Peripheral Brain-Derived Neurotrophic Factor Modulates Regeneration Following Inferior Alveolar Nerve Injury in Rats

Hiroyuki Yoshikawa, DDS, PhD/Yurie Yamada, DDS/Masayuki Kurose, DDS, PhD/Kensuke Yamamura, DDS, PhD/Takeyasu Maeda, DDS, PhD/Kenji Seo, DDS, PhD


PMID: 27792803
DOI: 10.11607/ofph.1651

Aims: To examine the effects of local brain-derived neurotrophic factor (BDNF) produced after nerve injury on the functional regeneration of the damaged nerve.

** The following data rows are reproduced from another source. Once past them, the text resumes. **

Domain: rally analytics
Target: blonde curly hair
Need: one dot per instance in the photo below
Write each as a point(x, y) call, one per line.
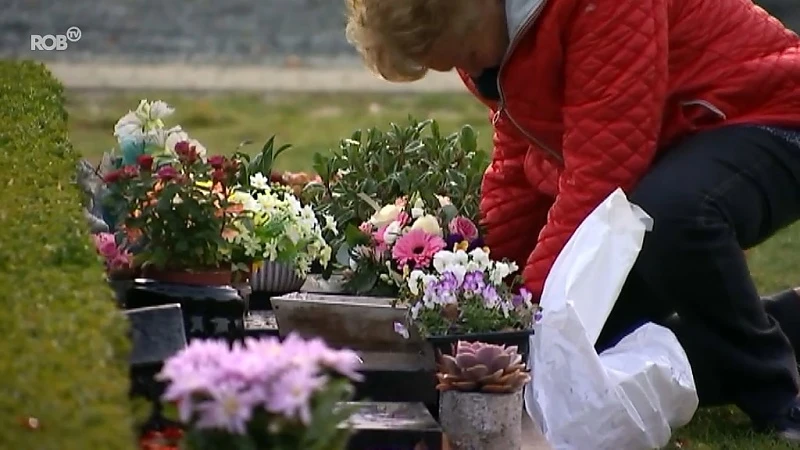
point(393, 36)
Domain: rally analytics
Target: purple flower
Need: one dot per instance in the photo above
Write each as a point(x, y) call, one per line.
point(228, 409)
point(473, 283)
point(220, 387)
point(523, 299)
point(465, 227)
point(490, 297)
point(291, 394)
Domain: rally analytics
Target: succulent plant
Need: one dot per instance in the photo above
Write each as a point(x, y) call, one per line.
point(480, 367)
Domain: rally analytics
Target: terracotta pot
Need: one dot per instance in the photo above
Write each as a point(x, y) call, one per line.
point(202, 277)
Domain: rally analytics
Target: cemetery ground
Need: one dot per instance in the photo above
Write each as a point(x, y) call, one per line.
point(316, 122)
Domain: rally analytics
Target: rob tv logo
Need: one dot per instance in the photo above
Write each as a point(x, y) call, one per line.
point(48, 42)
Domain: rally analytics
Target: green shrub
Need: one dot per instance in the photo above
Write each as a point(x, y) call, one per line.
point(63, 348)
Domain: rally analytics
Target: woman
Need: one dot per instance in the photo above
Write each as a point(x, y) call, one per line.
point(691, 106)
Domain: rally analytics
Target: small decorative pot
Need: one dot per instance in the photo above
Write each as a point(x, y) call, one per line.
point(276, 278)
point(481, 421)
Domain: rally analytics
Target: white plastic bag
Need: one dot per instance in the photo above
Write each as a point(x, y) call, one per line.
point(630, 396)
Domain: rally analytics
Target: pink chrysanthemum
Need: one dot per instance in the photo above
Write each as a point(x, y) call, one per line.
point(417, 248)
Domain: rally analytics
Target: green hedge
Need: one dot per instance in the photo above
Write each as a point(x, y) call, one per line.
point(63, 348)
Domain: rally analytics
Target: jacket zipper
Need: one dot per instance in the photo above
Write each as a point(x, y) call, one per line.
point(501, 108)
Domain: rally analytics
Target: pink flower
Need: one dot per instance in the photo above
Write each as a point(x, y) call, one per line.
point(380, 239)
point(403, 219)
point(417, 247)
point(167, 173)
point(106, 245)
point(464, 227)
point(121, 260)
point(366, 227)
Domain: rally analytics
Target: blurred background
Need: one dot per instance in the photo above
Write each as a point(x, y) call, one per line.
point(235, 70)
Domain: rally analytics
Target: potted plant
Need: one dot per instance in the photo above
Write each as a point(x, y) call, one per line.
point(481, 396)
point(263, 394)
point(278, 236)
point(399, 238)
point(372, 169)
point(465, 295)
point(171, 206)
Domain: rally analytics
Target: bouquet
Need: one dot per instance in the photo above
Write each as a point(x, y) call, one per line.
point(401, 238)
point(277, 227)
point(168, 200)
point(262, 394)
point(466, 292)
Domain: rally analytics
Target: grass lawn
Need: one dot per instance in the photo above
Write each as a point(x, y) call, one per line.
point(316, 123)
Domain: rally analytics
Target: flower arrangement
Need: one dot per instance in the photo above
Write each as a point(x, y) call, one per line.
point(277, 227)
point(262, 394)
point(400, 238)
point(169, 200)
point(466, 293)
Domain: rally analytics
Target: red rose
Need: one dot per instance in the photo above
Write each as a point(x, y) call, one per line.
point(218, 176)
point(182, 148)
point(112, 177)
point(130, 171)
point(186, 152)
point(167, 173)
point(145, 162)
point(216, 161)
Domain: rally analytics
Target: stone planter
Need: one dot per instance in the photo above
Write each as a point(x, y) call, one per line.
point(480, 421)
point(275, 278)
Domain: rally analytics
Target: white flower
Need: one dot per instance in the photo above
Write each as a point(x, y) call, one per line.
point(414, 280)
point(393, 232)
point(198, 148)
point(330, 224)
point(385, 216)
point(246, 200)
point(259, 181)
point(145, 121)
point(499, 272)
point(481, 259)
point(129, 126)
point(459, 272)
point(428, 224)
point(418, 209)
point(461, 258)
point(444, 201)
point(442, 259)
point(172, 137)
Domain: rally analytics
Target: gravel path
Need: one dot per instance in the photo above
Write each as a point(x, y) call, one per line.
point(98, 76)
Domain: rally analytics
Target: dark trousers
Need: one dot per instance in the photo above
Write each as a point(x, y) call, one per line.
point(711, 196)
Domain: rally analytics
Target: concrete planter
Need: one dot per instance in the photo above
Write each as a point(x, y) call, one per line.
point(481, 421)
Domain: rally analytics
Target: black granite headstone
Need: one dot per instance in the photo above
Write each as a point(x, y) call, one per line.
point(156, 333)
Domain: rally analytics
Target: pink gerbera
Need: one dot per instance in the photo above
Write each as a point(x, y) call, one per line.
point(417, 248)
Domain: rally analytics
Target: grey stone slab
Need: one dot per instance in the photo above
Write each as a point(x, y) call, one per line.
point(157, 333)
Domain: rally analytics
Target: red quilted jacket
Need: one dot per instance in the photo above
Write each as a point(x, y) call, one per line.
point(591, 90)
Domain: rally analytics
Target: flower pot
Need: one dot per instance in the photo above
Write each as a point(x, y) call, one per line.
point(520, 338)
point(211, 307)
point(275, 278)
point(481, 421)
point(120, 286)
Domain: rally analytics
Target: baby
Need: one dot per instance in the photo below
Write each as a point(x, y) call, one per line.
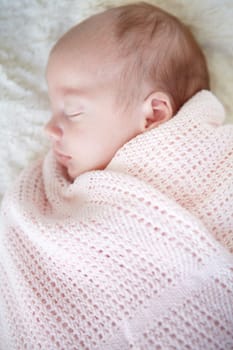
point(139, 255)
point(116, 75)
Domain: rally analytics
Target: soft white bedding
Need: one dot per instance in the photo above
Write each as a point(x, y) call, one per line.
point(29, 28)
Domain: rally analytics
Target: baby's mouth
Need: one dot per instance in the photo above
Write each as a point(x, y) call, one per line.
point(61, 158)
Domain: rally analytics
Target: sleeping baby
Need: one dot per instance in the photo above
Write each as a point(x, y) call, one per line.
point(93, 113)
point(121, 237)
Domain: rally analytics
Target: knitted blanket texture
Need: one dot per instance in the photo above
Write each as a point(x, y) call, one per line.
point(137, 256)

Methods: The inferior alveolar nerve was transected in adult male rats and 1 μg or 10 μg of BDNF antibody was administered at the injury site; a third group of rats received saline and a fourth group underwent nerve ligation. BDNF mRNA was quantified in the transected tissue and trigeminal ganglion by using realtime polymerase chain reaction (PCR). Head withdrawal thresholds following mechanical (tactile) stimulation (with von Frey filaments) of the mental region were measured for 3 weeks postoperatively. Electromyographic activity of the jaw opening reflex (JOR) was recorded from the anterior belly of the digastric muscle. Results: Within 24 hours, transection induced significant elevation of BDNF mRNA expression in the injured tissue (unpaired t test, P < .01). The head withdrawal threshold to mechanical stimulation increased at 1 day after transection and then decreased (two-way repeated measures analysis of variance [ANOVA], P < .001). At 2 weeks after surgery, the head withdrawal threshold was higher than before surgery in the group that received a higher dose of BDNF antibody (ANOVA, P < .001), but not in the group that received a smaller dose (ANOVA, P > .05). No significant differences were observed in the latency or threshold of the JOR between saline- and antibody-treated rats (unpaired t test, P > .05). Conclusion: These results suggest that locally administered BDNF antibody neutralizes nerve injury–induced BDNF at the injury site and thus influences sensorimotor recovery.